A. Dava ve Hukuki Nitelendirme

Dava, davalı adına tescilli 2013/53828 sayılı "..." ibareli markanın hükümsüzlüğü istemine ilişkindir.

B. Değerlendirme ve Gerekçe

İlk Derece Mahkemesince verilen karara yönelik olarak yapılan istinaf başvurusu üzerine 6100 sayılı Hukuk Muhakemeleri Kanunu'nun (HMK) 355. vd. maddeleri kapsamında yöntemince yapılan inceleme sonucunda Bölge Adliye Mahkemesince esastan verilen nihai kararda, dosya kapsamına göre saptanan somut uyuşmazlık bakımından uygulanması gereken hukuk kurallarına aykırı bir yön olmadığı gibi aynı Kanun'un 369/1 hükmü ve 371. maddesinin uygulanmasını gerektirici nedenlerin de bulunmamasına göre usul ve yasaya uygun Bölge Adliye Mahkemesi kararının onanmasına karar vermek gerekmiştir.

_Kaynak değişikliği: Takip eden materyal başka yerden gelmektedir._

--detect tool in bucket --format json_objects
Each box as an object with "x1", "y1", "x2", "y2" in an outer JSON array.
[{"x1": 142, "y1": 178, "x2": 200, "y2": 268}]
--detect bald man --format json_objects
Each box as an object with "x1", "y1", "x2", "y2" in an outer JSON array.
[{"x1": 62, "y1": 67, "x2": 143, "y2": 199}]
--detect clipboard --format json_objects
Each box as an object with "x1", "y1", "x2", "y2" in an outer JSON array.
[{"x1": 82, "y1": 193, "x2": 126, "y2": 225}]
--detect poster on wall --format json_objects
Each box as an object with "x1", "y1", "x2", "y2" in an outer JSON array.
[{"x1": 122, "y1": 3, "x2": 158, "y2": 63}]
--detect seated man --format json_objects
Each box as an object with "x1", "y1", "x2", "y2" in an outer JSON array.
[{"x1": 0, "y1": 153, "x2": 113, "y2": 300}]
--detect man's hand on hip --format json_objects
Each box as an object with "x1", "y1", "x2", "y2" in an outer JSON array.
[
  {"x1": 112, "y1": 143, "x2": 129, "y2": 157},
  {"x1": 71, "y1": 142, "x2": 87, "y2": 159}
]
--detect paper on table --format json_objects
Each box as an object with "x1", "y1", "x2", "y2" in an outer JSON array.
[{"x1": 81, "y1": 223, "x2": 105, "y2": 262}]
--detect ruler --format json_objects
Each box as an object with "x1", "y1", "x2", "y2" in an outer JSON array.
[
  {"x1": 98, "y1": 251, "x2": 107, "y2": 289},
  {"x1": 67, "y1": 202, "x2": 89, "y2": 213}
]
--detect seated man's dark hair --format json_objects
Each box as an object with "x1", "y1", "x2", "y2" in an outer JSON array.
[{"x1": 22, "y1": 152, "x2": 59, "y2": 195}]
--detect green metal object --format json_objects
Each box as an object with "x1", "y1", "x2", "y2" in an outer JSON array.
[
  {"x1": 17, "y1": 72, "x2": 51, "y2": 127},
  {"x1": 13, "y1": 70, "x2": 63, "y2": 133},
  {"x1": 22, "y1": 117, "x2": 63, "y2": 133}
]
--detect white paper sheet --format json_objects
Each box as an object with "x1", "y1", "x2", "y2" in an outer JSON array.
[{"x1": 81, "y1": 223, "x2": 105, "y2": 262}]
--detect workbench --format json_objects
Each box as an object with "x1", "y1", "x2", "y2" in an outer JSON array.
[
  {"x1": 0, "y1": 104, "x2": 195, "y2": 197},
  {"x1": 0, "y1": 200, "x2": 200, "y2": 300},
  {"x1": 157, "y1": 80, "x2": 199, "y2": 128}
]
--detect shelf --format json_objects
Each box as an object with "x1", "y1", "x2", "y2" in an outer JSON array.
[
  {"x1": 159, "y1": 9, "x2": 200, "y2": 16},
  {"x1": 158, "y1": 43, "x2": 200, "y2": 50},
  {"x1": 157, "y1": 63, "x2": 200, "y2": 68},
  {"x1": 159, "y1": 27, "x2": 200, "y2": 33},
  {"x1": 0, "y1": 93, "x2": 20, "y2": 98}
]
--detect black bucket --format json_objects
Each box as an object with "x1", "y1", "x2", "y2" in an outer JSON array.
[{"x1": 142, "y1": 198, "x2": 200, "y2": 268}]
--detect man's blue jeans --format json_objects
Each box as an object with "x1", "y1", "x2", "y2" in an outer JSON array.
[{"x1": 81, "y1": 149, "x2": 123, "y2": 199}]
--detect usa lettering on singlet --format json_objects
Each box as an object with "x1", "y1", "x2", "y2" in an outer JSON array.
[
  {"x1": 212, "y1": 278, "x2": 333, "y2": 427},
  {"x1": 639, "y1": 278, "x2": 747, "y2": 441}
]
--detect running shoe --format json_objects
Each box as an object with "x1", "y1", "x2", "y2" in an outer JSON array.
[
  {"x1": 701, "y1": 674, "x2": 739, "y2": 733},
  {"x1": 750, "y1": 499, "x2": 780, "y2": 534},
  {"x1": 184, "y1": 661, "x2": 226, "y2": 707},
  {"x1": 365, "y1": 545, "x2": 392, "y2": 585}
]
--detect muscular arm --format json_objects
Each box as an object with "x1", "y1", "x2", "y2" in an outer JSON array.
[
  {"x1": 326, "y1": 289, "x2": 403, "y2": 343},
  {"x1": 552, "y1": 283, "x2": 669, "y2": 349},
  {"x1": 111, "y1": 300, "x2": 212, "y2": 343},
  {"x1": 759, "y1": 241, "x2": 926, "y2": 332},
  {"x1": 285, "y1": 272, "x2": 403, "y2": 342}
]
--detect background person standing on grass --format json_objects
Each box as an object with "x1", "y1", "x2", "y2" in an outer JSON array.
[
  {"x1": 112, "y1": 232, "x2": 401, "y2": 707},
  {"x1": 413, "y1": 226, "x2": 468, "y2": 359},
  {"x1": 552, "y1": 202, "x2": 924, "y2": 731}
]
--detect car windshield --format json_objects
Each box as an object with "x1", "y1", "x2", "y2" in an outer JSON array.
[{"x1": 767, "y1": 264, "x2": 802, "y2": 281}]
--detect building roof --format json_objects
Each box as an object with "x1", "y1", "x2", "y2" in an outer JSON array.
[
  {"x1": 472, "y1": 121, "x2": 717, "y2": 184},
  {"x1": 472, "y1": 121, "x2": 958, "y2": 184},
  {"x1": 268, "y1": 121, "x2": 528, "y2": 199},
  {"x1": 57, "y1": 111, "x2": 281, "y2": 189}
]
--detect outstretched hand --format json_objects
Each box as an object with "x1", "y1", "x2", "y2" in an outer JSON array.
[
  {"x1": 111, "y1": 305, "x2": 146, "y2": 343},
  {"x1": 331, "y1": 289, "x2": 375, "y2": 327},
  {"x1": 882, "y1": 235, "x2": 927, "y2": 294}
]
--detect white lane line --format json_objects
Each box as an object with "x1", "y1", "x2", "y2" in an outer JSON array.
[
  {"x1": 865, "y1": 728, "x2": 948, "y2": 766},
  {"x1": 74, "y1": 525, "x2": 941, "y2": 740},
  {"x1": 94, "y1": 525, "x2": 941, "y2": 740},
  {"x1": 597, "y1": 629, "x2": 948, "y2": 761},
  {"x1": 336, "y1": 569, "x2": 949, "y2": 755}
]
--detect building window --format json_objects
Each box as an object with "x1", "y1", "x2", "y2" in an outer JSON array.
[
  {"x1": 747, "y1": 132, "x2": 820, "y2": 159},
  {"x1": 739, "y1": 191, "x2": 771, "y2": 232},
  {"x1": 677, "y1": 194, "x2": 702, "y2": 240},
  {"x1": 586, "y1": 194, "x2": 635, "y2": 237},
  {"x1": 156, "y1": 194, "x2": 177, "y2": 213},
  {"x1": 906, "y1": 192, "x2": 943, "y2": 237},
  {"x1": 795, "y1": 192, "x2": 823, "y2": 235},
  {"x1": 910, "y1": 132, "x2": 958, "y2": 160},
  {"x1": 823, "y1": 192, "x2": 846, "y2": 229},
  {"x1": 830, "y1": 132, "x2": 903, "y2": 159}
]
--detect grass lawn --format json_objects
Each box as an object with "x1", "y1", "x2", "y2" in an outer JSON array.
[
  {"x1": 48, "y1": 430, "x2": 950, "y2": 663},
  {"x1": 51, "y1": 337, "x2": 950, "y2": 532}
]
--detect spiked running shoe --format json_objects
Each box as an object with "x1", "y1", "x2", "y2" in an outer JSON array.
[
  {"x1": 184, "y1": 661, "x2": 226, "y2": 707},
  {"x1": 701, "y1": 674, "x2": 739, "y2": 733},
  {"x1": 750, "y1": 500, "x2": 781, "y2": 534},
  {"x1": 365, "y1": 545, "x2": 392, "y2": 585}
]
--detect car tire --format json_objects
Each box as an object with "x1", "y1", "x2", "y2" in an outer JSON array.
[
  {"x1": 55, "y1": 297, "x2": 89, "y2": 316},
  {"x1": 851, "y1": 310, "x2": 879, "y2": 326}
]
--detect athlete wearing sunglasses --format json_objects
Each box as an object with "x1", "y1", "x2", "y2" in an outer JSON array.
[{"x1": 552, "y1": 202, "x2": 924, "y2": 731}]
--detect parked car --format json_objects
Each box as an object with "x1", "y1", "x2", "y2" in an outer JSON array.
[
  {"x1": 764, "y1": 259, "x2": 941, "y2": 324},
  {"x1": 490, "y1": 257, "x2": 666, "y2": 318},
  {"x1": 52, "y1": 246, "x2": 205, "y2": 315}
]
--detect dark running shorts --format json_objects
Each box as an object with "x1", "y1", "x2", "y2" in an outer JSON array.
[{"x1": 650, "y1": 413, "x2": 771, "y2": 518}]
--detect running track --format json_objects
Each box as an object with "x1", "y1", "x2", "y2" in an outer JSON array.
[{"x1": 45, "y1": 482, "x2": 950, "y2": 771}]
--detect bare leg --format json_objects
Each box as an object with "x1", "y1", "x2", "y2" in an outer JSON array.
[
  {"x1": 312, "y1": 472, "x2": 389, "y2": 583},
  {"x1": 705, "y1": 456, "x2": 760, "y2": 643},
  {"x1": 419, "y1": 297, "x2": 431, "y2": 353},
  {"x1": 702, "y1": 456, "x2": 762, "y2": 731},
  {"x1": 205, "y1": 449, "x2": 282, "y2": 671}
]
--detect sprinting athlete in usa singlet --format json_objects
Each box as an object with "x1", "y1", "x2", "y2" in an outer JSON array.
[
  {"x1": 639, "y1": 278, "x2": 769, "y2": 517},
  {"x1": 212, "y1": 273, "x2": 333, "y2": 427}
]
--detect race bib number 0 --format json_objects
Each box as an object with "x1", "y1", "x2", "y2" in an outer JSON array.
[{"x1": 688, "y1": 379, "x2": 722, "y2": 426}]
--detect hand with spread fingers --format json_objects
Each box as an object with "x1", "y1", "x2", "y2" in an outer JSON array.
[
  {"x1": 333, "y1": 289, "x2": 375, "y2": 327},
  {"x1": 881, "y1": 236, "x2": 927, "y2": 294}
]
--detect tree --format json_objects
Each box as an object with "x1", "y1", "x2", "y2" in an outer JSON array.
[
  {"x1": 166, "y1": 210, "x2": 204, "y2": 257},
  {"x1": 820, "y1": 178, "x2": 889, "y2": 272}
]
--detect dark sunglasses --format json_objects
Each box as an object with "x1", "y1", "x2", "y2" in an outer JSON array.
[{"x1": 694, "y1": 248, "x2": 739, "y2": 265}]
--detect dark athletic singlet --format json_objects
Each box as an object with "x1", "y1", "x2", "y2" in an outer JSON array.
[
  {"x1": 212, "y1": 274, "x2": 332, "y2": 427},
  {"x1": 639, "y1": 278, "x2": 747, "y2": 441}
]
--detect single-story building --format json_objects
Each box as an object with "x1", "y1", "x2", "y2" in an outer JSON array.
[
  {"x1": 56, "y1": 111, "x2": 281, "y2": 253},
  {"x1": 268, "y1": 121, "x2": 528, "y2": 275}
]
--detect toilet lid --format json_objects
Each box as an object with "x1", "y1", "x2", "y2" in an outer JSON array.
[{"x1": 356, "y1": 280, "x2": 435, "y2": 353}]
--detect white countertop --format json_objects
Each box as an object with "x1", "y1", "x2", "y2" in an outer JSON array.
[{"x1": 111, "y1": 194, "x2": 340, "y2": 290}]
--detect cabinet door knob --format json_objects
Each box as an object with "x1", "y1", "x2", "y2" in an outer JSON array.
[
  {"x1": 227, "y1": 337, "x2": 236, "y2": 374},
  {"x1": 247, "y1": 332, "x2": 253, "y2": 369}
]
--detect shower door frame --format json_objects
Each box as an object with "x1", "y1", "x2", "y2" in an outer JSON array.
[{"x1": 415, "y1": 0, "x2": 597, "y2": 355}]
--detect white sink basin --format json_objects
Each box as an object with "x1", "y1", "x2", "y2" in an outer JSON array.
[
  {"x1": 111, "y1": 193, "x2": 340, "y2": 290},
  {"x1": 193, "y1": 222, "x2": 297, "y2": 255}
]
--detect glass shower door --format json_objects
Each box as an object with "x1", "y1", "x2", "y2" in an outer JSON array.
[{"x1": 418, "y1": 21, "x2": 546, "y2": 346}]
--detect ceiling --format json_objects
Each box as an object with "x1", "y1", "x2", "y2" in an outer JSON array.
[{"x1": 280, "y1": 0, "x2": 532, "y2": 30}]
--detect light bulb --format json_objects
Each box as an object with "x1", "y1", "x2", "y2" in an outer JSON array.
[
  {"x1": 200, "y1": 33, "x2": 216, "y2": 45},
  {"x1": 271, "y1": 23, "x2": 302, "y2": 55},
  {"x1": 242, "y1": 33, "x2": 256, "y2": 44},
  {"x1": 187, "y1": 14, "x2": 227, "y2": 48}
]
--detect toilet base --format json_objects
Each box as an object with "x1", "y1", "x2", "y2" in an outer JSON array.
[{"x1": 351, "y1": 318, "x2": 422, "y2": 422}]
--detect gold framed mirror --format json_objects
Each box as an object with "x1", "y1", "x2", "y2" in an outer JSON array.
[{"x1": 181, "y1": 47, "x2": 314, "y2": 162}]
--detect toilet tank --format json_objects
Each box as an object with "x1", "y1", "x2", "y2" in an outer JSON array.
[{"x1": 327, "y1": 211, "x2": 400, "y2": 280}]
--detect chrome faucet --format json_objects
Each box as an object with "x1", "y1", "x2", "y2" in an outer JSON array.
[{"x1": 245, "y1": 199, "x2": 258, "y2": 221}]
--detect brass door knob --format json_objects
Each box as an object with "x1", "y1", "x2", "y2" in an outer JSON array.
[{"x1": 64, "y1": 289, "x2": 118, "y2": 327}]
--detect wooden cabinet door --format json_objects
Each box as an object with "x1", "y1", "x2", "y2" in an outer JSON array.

VI.SONUÇ: Yukarıda açıklanan nedenlerle, davalı vekilinin temyiz itirazlarının reddi ile Bölge Adliye Mahkemesince verilen kararın HMK'nın 370/1 hükmü uyarınca ONANMASINA, aynı Kanun'un 372. maddesi uyarınca işlem yapılmak üzere dava dosyasının İlk Derece Mahkemesine, kararın bir örneğinin Bölge Adliye Mahkemesine gönderilmesine, aşağıda yazılı temyiz giderinin temyiz edene yükletilmesine, 06.03.2025 tarihinde kesin olarak oy birliğiyle karar verildi.